Perdebatkan Isu Strategis

Jakarta, Kompas – Pemerintah sebaiknya tidak memperdebatkan lagi kapan seorang terpidana mati harus dieksekusi. Lebih baik, perdebatan diarahkan kepada isu strategis, yakni mendorong moratorium atau penghentian hukuman mati.

Hal tersebut disampaikan Indria Fernida, Wakil Koordinator I Komisi untuk Orang Hilang dan Korban Tindak Kekerasan (Kontras). ”Kejaksaan memang bisa beralasan melaksanakan tugas eksekusi, tetapi harus dipikirkan juga mengenai hak hidup setiap manusia,” katanya di Jakarta, Senin (30/3).

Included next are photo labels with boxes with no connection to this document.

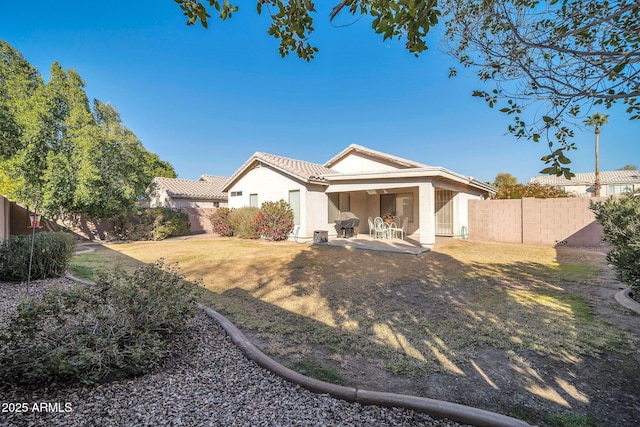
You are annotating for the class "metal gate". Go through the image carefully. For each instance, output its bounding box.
[435,188,456,236]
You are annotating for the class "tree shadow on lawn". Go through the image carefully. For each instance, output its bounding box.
[79,243,640,426]
[200,246,640,425]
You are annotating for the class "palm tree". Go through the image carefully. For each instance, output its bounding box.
[584,112,609,197]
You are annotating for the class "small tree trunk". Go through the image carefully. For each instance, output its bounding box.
[594,126,600,197]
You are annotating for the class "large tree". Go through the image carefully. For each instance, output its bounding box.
[584,112,609,197]
[174,0,640,177]
[0,41,176,218]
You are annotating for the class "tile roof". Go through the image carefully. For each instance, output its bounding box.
[254,152,336,182]
[153,177,227,200]
[198,174,229,182]
[529,170,640,187]
[324,144,430,168]
[223,151,336,190]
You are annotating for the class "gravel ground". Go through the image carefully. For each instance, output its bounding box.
[0,279,459,427]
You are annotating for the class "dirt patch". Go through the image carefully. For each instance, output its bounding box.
[255,254,640,427]
[77,239,640,426]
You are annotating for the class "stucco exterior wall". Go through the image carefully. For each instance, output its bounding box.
[228,165,328,238]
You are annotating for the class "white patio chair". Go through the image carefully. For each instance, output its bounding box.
[389,216,409,240]
[373,216,389,239]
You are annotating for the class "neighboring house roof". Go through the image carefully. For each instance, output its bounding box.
[529,170,640,187]
[152,177,227,200]
[198,174,229,184]
[223,152,335,191]
[324,144,430,169]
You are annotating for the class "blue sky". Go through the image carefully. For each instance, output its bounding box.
[0,0,640,182]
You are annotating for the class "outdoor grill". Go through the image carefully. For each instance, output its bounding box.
[334,212,360,237]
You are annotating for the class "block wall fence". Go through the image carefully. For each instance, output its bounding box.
[469,197,607,247]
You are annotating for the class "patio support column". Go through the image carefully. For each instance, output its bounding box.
[418,182,436,248]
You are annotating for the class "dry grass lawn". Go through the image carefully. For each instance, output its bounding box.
[72,237,640,425]
[74,238,626,376]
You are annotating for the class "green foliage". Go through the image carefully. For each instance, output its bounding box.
[209,208,233,237]
[495,183,569,199]
[439,0,640,178]
[591,193,640,294]
[118,208,191,240]
[0,232,76,281]
[493,172,518,188]
[256,200,294,241]
[0,40,175,219]
[175,0,640,178]
[0,262,197,385]
[229,207,260,239]
[175,0,441,61]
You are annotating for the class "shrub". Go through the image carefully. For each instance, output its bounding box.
[590,193,640,295]
[0,232,76,281]
[229,207,260,239]
[118,208,191,240]
[256,200,294,241]
[495,183,569,199]
[0,262,196,384]
[209,208,233,237]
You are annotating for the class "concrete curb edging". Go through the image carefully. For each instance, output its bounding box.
[198,304,530,427]
[615,288,640,314]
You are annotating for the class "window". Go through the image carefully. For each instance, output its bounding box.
[289,190,300,225]
[608,184,633,194]
[380,193,413,222]
[327,193,351,222]
[249,194,258,208]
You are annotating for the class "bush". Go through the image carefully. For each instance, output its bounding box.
[118,208,191,240]
[256,200,294,241]
[209,208,233,237]
[590,193,640,295]
[495,183,570,199]
[229,207,260,239]
[0,262,196,384]
[0,232,76,281]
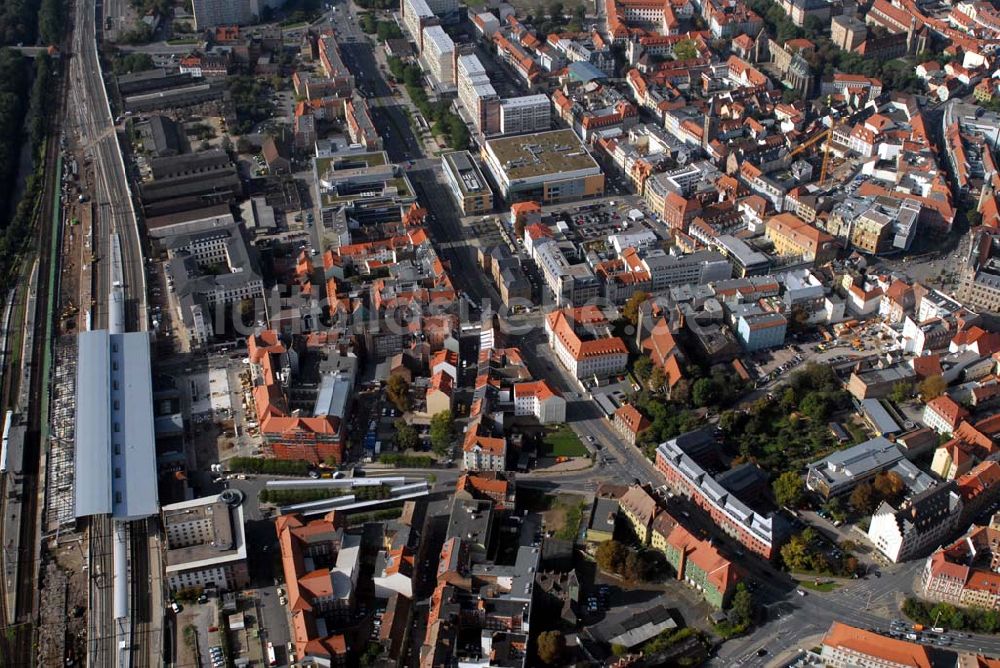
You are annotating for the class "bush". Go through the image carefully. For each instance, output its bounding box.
[347,508,403,527]
[378,453,436,469]
[228,457,310,476]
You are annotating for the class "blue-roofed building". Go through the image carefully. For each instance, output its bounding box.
[861,399,903,436]
[566,61,608,83]
[74,330,159,520]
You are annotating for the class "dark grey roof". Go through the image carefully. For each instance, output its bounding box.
[74,330,159,519]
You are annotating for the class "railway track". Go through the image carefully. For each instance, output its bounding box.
[0,57,66,668]
[129,520,153,668]
[87,515,117,668]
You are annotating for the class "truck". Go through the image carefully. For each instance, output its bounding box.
[267,642,278,666]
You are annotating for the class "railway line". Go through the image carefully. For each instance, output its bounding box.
[0,60,67,668]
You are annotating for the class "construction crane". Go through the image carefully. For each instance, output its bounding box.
[788,128,833,185]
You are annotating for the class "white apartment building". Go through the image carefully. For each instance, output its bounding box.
[500,95,552,135]
[400,0,437,51]
[514,380,566,424]
[455,54,500,135]
[421,26,455,84]
[868,483,962,563]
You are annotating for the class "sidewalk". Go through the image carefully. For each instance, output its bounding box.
[766,633,825,668]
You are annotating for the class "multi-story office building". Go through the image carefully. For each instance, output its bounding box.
[399,0,438,51]
[421,26,455,86]
[656,430,784,559]
[455,54,500,136]
[441,151,493,216]
[162,217,264,346]
[319,35,354,97]
[483,129,604,204]
[163,496,250,592]
[514,380,566,424]
[545,306,628,378]
[500,95,552,135]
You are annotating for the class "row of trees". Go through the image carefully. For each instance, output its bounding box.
[226,74,274,135]
[847,471,906,515]
[527,0,587,35]
[903,597,1000,633]
[111,53,155,76]
[393,411,455,456]
[0,49,54,290]
[0,49,28,227]
[228,457,310,476]
[358,13,403,42]
[595,540,667,582]
[747,0,922,92]
[389,57,469,151]
[719,364,850,471]
[781,527,858,577]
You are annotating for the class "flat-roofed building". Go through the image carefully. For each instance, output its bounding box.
[74,330,160,520]
[163,496,250,592]
[500,95,552,135]
[714,234,771,278]
[441,151,493,216]
[482,129,604,203]
[806,436,903,499]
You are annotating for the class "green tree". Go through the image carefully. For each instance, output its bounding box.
[848,482,875,515]
[385,374,410,413]
[799,392,830,421]
[375,21,403,42]
[594,540,628,573]
[448,114,469,151]
[889,380,913,404]
[781,534,812,571]
[537,631,566,666]
[729,582,753,628]
[647,362,667,392]
[872,471,906,503]
[691,378,719,408]
[632,357,653,383]
[771,471,805,508]
[622,290,649,326]
[430,411,455,456]
[674,39,698,60]
[394,419,420,450]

Secara terpisah, Jaksa Agung Muda Tindak Pidana Umum Abdul Hakim Ritonga menyampaikan, kejaksaan sudah menerima pendapat hukum Mahkamah Agung (MA) terkait pelaksanaan eksekusi hukuman mati. Dalam pendapat hukum itu disebutkan, Kejaksaan Agung selaku eksekutor harus memberi waktu yang wajar kepada terpidana mati sebelum eksekusi dilakukan.

Oleh karena itu, kata Ritonga, Kejagung membentuk tim pengkaji untuk membahas dan menentukan waktu yang wajar bagi terpidana mati tersebut. Waktu itu diberikan kepada terpidana mati yang putusannya telah berkekuatan hukum tetap untuk mengajukan peninjauan kembali (PK) atau grasi.

Berdasarkan catatan kejaksaan, saat ini ada 32 terpidana mati perkara narkotika dan obat-obatan terlarang yang ditahan di Lembaga Pemasyarakatan Nusakambangan, Cilacap, Jawa Tengah.

Indria menambahkan, dari pendapat hukum MA itu dapat ditangkap kesan, pemerintah sangat berhati-hati menyikapi persoalan hukuman mati. Di satu sisi, pemerintah memang ingin menegakkan hukum. Namun, di sisi lain, pemerintah juga ingin menegakkan hak asasi manusia (HAM), yang menjamin hak hidup setiap manusia.

”Ketika dua institusi di Indonesia ini terkesan saling lempar soal keputusan eksekusi terpidana mati, mungkin sebenarnya bukan jalan itu yang harus diambil. Bukan hal itu yang diperdebatkan,” katanya. (idr)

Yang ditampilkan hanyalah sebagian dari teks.